University of Virginia scientists have developed a brand new approach to machine learning — a type of artificial intelligence — to discover drugs that help minimize harmful scarring after a heart attack or other injuries.
The brand new machine-learning tool has already found a promising candidate to assist prevent harmful heart scarring in a way distinct from previous drugs.
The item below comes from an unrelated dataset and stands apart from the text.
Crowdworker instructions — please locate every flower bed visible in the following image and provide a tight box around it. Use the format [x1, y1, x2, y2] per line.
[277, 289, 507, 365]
The UVA researchers say their cutting-edge computer model has the potential to predict and explain the results of medication for other diseases as well.
“Many common diseases similar to heart disease, metabolic disease and cancer are complex and hard to treat,” said researcher Anders R. Nelson, PhD, a computational biologist and former student within the lab of UVA’s Jeffrey J. Saucerman, PhD. “Machine learning helps us reduce this complexity, discover a very powerful aspects that contribute to disease and higher understand how drugs can modify diseased cells.”
“By itself, machine learning helps us to discover cell signatures produced by drugs,” said Saucerman, of UVA’s Department of Biomedical Engineering, a joint program of the School of Medicine and School of Engineering. “Bridging machine learning with human learning helped us not only predict drugs against fibrosis [scarring] but in addition explain how they work. This data is required to design clinical trials and discover potential unwanted effects.”
Combining Machine Learning, Human Learning
Saucerman and his team combined a pc model based on a long time of human knowledge with machine learning to higher understand how drugs affect cells called fibroblasts. These cells help repair the guts after injury by producing collagen and contract the wound. But they can even cause harmful scarring, called fibrosis, as a part of the repair process. Saucerman and his team desired to see if a choice of promising drugs would give doctors more ability to stop scarring and, ultimately, improve patient outcomes.
Previous attempts to discover drugs targeting fibroblasts have focused only on chosen features of fibroblast behavior, and the way these drugs work often stays unclear. This data gap has been a serious challenge in developing targeted treatments for heart fibrosis. So Saucerman and his colleagues developed a brand new approach called “logic-based mechanistic machine learning” that not only predicts drugs but in addition predicts how they affect fibroblast behaviors.
They began by the effect of 13 promising drugs on human fibroblasts, then used that data to coach the machine learning model to predict the drugs’ effects on the cells and the way they behave. The model was capable of predict a brand new explanation of how the drug pirfenidone, already approved by the federal Food and Drug Administration for idiopathic pulmonary fibrosis, suppresses contractile fibers contained in the fibroblast that stiffen the guts. The model also predicted how one other sort of contractile fiber could possibly be targeted by the experimental Src inhibitor WH4023, which they experimentally validated with human cardiac fibroblasts.
Additional research is required to confirm the drugs work as intended in animal models and human patients, however the UVA researchers say their research suggests mechanistic machine learning represents a robust tool for scientists in search of to find biological cause-and-effect. The brand new findings, they are saying, speak to the good potential the technology holds to advance the event of latest treatments — not only for heart injury but for a lot of diseases.
“We’re looking forward to testing whether pirfenidone and WH4023 also suppress the fibroblast contraction of scars in preclinical animal models,” Saucerman said. “We hope this provides an example of how machine learning and human learning can work together to not only discover but in addition understand how recent drugs work.”
The research was supported by the National Institutes of Health, grants HL137755, HL007284, HL160665, HL162925 and 1S10OD021723-01A1.